Manager¶
This module implements the Manager that manages the full fault tolerant training loop.
The Manager is responsible for managing the full training loop, communicating with the Lighthouse server to figure out quorum, reconfiguring the ProcessGroups and restoring checkpoint state when recovering.
This uses wrapper classes to wrap the standard PyTorch Optimizer and Module classes to provide fault tolerance. These wrappers indented to add fault tolerance with minimal changes to the users modeling code and training loop.
This is designed to work with the standard PyTorch DistributedDataParallel module and Hybrid FSDP.

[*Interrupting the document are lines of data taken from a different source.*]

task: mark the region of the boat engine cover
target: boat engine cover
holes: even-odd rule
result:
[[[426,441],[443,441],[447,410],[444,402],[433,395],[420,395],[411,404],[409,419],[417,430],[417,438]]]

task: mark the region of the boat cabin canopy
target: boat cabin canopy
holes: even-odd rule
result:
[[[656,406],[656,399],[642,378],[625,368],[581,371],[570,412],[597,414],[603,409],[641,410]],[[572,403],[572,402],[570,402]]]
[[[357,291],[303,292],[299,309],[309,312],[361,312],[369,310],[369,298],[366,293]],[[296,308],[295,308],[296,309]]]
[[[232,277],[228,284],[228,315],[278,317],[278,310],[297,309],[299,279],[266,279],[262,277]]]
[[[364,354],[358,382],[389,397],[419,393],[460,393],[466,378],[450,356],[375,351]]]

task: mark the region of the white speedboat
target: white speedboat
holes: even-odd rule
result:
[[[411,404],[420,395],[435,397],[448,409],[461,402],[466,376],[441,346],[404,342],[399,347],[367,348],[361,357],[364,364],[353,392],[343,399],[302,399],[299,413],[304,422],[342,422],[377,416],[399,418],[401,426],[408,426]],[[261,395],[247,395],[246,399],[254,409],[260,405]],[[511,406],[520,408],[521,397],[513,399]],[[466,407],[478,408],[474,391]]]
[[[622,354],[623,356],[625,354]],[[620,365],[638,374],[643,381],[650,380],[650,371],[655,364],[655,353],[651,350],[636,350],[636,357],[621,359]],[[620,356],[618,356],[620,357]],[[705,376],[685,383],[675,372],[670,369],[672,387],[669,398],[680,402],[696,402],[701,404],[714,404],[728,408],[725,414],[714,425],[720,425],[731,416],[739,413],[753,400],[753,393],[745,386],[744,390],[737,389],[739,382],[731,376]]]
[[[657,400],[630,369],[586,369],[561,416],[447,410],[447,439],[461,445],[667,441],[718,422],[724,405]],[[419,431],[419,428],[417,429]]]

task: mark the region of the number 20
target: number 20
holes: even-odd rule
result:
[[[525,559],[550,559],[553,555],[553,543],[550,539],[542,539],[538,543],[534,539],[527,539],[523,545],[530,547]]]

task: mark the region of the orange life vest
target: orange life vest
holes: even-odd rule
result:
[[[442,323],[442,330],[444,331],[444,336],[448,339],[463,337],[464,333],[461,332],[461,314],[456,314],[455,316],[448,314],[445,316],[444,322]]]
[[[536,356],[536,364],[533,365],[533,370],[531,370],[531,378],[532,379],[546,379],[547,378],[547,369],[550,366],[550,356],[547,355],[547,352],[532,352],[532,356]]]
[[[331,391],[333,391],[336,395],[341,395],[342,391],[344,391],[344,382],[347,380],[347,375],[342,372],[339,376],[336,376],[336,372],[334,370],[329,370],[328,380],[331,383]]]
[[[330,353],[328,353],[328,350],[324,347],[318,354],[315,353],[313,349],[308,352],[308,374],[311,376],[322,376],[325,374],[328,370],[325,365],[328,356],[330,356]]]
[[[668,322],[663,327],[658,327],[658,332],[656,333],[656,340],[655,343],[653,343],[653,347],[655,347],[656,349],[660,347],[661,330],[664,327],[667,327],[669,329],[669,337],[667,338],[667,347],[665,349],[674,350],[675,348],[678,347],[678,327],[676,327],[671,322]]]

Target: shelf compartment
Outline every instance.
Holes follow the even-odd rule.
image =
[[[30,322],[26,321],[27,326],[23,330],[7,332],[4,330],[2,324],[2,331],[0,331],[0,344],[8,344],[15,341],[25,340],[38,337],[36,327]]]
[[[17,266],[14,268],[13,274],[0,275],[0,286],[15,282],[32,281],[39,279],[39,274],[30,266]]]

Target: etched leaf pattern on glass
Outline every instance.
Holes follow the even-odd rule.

- class torchft.manager.Manager(pg: ProcessGroup, load_state_dict: Callable[[T], None], state_dict: Callable[[], T], min_replica_size: int, use_async_quorum: bool = True, timeout: timedelta = datetime.timedelta(seconds=60), rank: Optional[int] = None, world_size: Optional[int] = None, world_size_mode: WorldSizeMode = WorldSizeMode.DYNAMIC, store_addr: Optional[str] = None, store_port: Optional[int] = None, lighthouse_addr: Optional[str] = None, replica_id: Optional[str] = None, port: Optional[int] = None)[source]¶
Bases:
object
Manager manages the full fault tolerant training loop.
This requires the that the TCPStore specified by the store_addr and store_port or MASTER_ADDR and MASTER_PORT environment variables to be started prior to creating this manager. If using a modern version of torchelastic this will already be the case. Otherwise, it should be started via torch.distributed.init_process_group prior to creating this manager.
NOTE: when saving periodic checkpoints you must save and restore the Manager’s state_dict as well to avoid synchronization issues.
- allreduce(tensor: Tensor) Future[Tensor] [source]¶
Fault tolerant allreduce the tensor and return a Future that will be completed when the tensor is ready.
This will automatically scale the tensor by 1 / world_size.
If an error occurs during the allreduce:
The Future will be completed with no error and instead tracked asynchronously.
After the first error, all subsequent calls will be noops and immediately return.
The tensor must be zeroed before being used as it may be corrupted.
- Parameters:
tensor – the tensor to allreduce
- Returns:
a Future that will be completed with the allreduced tensor
- batches_committed() int [source]¶
Get the total number of batches committed across all steps and replicas. 5 replicas participating in 2 steps is 10 batches but may be more than 10 examples depending on batch size.
This number is incremented on .step()
- Returns:
the total number of batches committed
- current_step() int [source]¶
Get the current step count.
This number is incremented on .step()
- Returns:
the current step count
- errored() Optional[Exception] [source]¶
Get whether an error has occurred.
- Returns:
The error or None if no error has occurred.
- is_participating() bool [source]¶
Get whether this replica is participating in the current quorum.
- Returns:
whether this replica is participating in the current quorum
- load_state_dict(state_dict: Dict[str, int]) None [source]¶
Load the state dict from a previous checkpoint.
This will restore the step count and internal metadata.
- Parameters:
state_dict – the state dict to load
- num_participants() int [source]¶
Get the number of participants in the current quorum.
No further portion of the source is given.